Erica Van Lieven

The challenges facing today’s commercial environment have had a significant impact on many of my company’s, Blue Chip clients, whose business models are being fundamentally challenged at all levels. Much of this change is attributed to shifting attitudes amongst consumers as well as heightened commercial competition. More specifically, the entrance of new competitors, new technology, cheaper prices, higher input costs as well as the relatively high Australian dollar. Some of my clients have shared that their profits have in fact been halved in the last couple of years, which puts great pressure not only on their business decision making, but by implication, pressure on my business. Research agencies are  constantly challenged to ensure that the contribution we make to their strategic and business solutions is the absolute best it can be.

The current business climate is one that demands that we find better, faster and more agile ways of solving client’s business challenges – a climate that leads us to question our own thinking and causes me to ask myself daily, “is there a better way to finding a solution?” Sometimes it feels easy to be sure when thinking about this in isolation, but I believe that challenging one’s thinking through sharing beyond your regular peer group is a sure way to find the weakness in your strategy. As Bertrand Russell said:

“The whole problem with the world is that fools and fanatics are always so certain of themselves, and wiser people so full of doubts”

As an example, in 2007 I began the search for ways for my company to progress in its intention to build a strong presence in online communities.  I had at the time, seen some exciting presentations on communities, at the London MRS Conference that year.  In the years following the conference, I began to explore, dabble and fail in a number of different attempts to find the best way forward for growing the community space for the business.

I had met and spoken with various potential partners and licensors of software, as well as explored building our own platform to facilitate the process.  I also tried working with some potential partners and there was one particularly memorable occasion (well, memorable for all the wrong reasons).  When working with this particular partner on a client’s project, they somehow, failed to let me know that they were closing their Australian office on the eve of kicking off our first project!  I spend the next 48 hours negotiating through London to a back office in Colombo –  a most educational and unsatisfying experience that was I would say – put down to a very steep learning curve.  Another low note was when after some initial and very preliminary discussions, with a potential software supplier, he (without any agreement in place, and without me), introduced himself to all my clients as being a partner to Direction First.  Well into my search, in 2011, a tweet connected one of my staff with a company we had seen at conferences, however we really knew very little about – they were InSites Consulting.

Taking a leaf out of Steve Jobs book, “Deciding what not to do is as important as deciding what to do”, I again, debated the pros and cons of building our own platform, however decided that future success for us would not be about the technology of the platform itself (in fact I believe the platforms will continue to become transparent and ubiquitous, evolving further) but how you engage with clients and consumers in this space and the depth of experience to guide you.

It was this fact, plus some of the published articles we had read that lead us into preliminary discussions with InSites on how we could work together. Hardened by my previous four years of unsuccessful discussions, I was ready, prepared and in a good place to understand what we needed to make an agreement work well for Direction First. The InSites team were also a refreshing change after some of my earlier experiences!

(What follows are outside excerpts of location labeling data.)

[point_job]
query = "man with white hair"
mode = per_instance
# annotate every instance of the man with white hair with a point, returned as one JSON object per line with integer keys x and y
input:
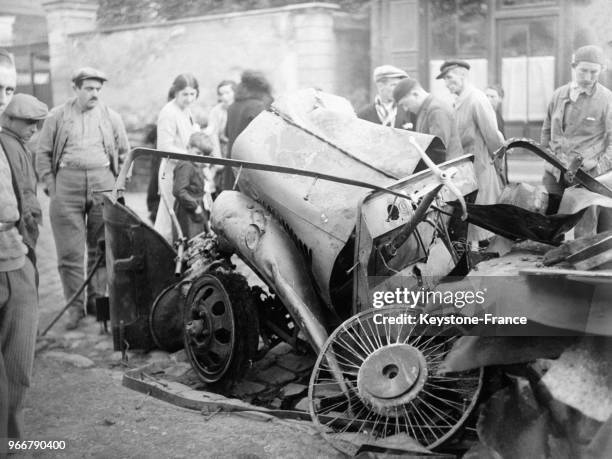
{"x": 384, "y": 110}
{"x": 479, "y": 134}
{"x": 578, "y": 131}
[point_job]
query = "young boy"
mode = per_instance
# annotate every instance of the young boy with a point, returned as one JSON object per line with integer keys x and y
{"x": 193, "y": 185}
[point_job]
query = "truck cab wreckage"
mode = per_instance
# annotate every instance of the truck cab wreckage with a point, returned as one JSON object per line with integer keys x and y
{"x": 327, "y": 211}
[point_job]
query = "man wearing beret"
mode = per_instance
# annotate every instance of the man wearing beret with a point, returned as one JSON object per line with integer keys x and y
{"x": 479, "y": 135}
{"x": 80, "y": 151}
{"x": 578, "y": 124}
{"x": 18, "y": 295}
{"x": 384, "y": 109}
{"x": 433, "y": 115}
{"x": 19, "y": 123}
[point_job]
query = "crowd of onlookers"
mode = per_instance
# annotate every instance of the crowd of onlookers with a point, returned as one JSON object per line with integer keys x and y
{"x": 82, "y": 143}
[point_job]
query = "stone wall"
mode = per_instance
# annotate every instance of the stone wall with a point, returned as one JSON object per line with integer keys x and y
{"x": 296, "y": 46}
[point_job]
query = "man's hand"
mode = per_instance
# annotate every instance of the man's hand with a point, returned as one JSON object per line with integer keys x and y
{"x": 589, "y": 164}
{"x": 49, "y": 187}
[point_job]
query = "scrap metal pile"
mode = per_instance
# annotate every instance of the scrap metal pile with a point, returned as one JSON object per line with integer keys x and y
{"x": 332, "y": 209}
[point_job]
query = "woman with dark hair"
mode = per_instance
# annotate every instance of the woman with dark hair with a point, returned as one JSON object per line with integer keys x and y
{"x": 253, "y": 95}
{"x": 174, "y": 127}
{"x": 217, "y": 118}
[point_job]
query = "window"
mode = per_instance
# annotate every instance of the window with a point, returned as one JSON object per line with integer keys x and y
{"x": 458, "y": 28}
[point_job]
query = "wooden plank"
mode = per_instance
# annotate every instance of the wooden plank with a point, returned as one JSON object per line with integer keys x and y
{"x": 589, "y": 277}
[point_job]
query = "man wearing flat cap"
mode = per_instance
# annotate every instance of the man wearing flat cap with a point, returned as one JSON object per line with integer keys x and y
{"x": 433, "y": 116}
{"x": 80, "y": 150}
{"x": 384, "y": 109}
{"x": 479, "y": 135}
{"x": 578, "y": 124}
{"x": 18, "y": 289}
{"x": 19, "y": 123}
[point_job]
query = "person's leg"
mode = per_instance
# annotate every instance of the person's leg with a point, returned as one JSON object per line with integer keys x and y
{"x": 4, "y": 297}
{"x": 19, "y": 326}
{"x": 163, "y": 222}
{"x": 67, "y": 215}
{"x": 98, "y": 179}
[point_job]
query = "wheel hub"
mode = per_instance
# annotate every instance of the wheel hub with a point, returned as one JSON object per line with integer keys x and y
{"x": 391, "y": 376}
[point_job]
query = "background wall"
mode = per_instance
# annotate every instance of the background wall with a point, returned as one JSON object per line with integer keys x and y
{"x": 295, "y": 46}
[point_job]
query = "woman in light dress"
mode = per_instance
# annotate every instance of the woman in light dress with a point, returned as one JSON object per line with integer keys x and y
{"x": 175, "y": 125}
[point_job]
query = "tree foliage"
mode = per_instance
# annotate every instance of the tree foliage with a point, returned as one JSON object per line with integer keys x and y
{"x": 120, "y": 12}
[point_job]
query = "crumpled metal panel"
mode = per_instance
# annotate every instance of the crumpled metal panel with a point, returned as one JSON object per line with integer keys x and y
{"x": 267, "y": 248}
{"x": 582, "y": 378}
{"x": 471, "y": 352}
{"x": 576, "y": 301}
{"x": 140, "y": 265}
{"x": 322, "y": 214}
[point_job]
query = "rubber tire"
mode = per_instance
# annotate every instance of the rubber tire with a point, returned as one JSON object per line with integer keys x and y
{"x": 246, "y": 325}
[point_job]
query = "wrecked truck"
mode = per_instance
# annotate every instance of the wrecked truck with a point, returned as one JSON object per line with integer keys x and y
{"x": 327, "y": 210}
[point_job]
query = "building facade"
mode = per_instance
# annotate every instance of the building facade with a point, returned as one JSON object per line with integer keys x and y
{"x": 524, "y": 45}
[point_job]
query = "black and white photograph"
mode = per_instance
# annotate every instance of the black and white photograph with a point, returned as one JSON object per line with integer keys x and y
{"x": 298, "y": 229}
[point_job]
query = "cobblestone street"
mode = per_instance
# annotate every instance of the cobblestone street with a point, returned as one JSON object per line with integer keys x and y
{"x": 77, "y": 394}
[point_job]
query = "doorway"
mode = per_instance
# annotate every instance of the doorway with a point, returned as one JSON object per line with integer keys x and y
{"x": 526, "y": 61}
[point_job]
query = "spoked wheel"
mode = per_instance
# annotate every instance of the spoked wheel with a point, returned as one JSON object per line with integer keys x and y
{"x": 220, "y": 327}
{"x": 377, "y": 383}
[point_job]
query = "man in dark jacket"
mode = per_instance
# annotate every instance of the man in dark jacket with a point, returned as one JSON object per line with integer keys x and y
{"x": 384, "y": 110}
{"x": 433, "y": 116}
{"x": 253, "y": 95}
{"x": 18, "y": 295}
{"x": 19, "y": 123}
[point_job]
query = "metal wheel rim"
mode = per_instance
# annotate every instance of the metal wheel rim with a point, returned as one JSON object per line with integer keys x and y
{"x": 204, "y": 294}
{"x": 345, "y": 431}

Once we established a framework for working together in the first year, we moved forward to explore our partnership.  Our agreement made clear what the responsibilities of each party were and with the rules in place, it allowed a great sense of collaboration and innovation to flourish.

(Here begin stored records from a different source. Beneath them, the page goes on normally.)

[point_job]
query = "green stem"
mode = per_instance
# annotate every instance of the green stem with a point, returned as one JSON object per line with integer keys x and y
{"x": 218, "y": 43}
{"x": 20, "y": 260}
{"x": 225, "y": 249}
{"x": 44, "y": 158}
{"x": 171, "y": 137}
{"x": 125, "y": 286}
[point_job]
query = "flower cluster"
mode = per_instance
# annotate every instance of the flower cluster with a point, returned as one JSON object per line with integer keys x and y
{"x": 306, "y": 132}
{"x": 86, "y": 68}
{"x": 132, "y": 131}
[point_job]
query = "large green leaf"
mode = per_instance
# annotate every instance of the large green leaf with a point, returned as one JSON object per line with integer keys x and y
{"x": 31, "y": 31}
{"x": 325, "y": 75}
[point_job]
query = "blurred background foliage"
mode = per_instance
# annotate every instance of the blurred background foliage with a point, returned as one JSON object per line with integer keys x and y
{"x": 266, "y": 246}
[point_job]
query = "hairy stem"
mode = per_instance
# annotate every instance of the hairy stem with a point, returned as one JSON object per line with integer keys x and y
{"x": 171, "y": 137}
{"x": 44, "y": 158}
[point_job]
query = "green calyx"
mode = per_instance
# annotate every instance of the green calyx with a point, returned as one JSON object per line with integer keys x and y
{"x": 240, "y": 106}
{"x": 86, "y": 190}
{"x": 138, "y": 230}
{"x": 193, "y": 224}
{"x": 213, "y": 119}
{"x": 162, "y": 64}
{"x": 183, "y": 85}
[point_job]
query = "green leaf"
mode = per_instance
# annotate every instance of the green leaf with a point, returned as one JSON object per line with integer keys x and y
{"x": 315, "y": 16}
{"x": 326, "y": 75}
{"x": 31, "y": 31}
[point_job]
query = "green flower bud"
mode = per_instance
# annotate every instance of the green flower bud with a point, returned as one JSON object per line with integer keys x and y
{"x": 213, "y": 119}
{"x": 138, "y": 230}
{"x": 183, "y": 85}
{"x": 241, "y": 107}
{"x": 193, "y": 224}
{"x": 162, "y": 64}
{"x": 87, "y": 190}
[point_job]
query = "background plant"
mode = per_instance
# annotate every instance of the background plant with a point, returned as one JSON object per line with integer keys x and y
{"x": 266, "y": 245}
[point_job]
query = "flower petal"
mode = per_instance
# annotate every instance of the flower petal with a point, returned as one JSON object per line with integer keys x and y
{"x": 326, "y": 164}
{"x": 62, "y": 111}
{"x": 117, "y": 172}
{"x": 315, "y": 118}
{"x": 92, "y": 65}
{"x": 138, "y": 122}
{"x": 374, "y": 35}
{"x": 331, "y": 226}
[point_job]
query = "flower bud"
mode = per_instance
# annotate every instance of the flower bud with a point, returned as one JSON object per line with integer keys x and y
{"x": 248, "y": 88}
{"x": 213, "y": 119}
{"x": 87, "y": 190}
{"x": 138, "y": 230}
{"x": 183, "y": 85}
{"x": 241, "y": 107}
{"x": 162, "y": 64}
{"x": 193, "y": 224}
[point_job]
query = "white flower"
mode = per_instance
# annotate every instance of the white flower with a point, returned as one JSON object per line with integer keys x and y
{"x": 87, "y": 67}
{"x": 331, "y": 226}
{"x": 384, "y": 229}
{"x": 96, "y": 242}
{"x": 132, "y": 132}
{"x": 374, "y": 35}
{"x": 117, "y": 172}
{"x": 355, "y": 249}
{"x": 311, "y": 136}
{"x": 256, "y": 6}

I believe that the fundamental drivers of our successful partnership has been what I refer to as match making; and making it work – day to-day

Match Making:
Sharing our Vision and Culture:

  • Having a shared vision on the future of research and where it is going creates a bed-rock to move forward from. Both parties held a strong belief in the future face of research being  online, and united in our vision not only to truly and deeply collaborate with consumers, but to generate the maximum impact on our clients business  – to become change agents and strategy consultants
  • Sharing a similar company culture that  empowers young people, is open and co- operative,  passionate, daring and committed

The result of this is that 1+1=3! The combination of the two parties gives a result that is greater than each can achieve on their own. The energy and impetus that the interaction creates, drives both parties to achieve more. We have run joint R&D projects together, using joint teams across the globe. Each business also has a unique perspective, with them, bringing strength in the methodology and approach, and us, offering a unique regional perspective.

Day to Day working:
Success requires that both parties are clear about their expectations, roles and responsibilities. Whilst an agreement can do this in a formal sense, making this work day to day is critical. Being clear about who has what role or responsibility and being careful to spend the time outlining this is important.  Sometimes what is said is not really understood!  English can be an obtuse language.

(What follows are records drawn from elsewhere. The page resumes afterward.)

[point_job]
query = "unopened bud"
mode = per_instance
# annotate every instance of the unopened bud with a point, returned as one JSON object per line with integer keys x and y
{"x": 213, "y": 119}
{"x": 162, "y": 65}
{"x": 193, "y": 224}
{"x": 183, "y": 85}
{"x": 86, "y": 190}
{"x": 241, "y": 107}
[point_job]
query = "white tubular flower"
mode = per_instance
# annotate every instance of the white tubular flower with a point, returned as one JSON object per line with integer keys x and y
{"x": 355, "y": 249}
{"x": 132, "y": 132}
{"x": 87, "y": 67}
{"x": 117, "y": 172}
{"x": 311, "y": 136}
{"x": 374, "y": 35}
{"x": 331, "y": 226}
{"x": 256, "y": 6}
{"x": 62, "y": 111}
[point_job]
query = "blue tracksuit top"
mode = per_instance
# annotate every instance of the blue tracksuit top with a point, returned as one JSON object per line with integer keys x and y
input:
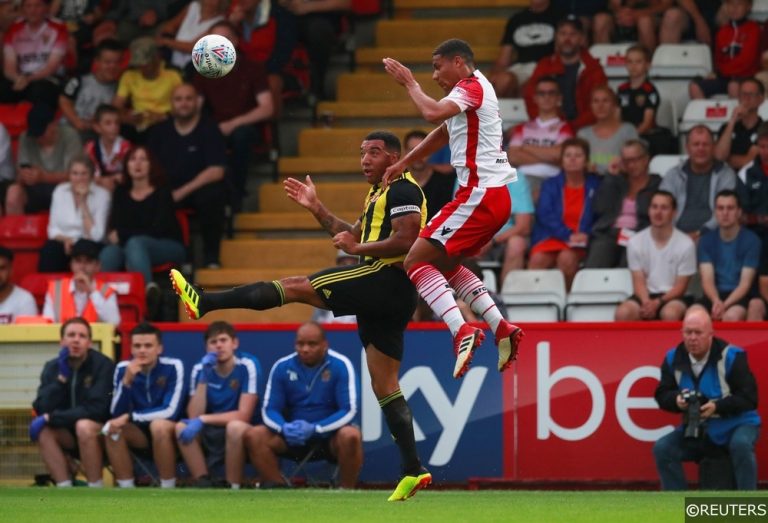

Both parties have invested time in connecting the teams through regular phone conferences, webinars, shared sessions and well as spending time in each other offices.

I am a strong believer that collaboration amongst diverse teams, who are aligned around common goals and values, drives outstanding business outcomes. I am e seeing this now in our business as we build into new areas with new ways of working that are inspiring our clients. Great strength is achieved through this purposeful combination of diversity, and I am confident that this thinking is going to be of great benefit to our clients and critical to the future growth of Direction First.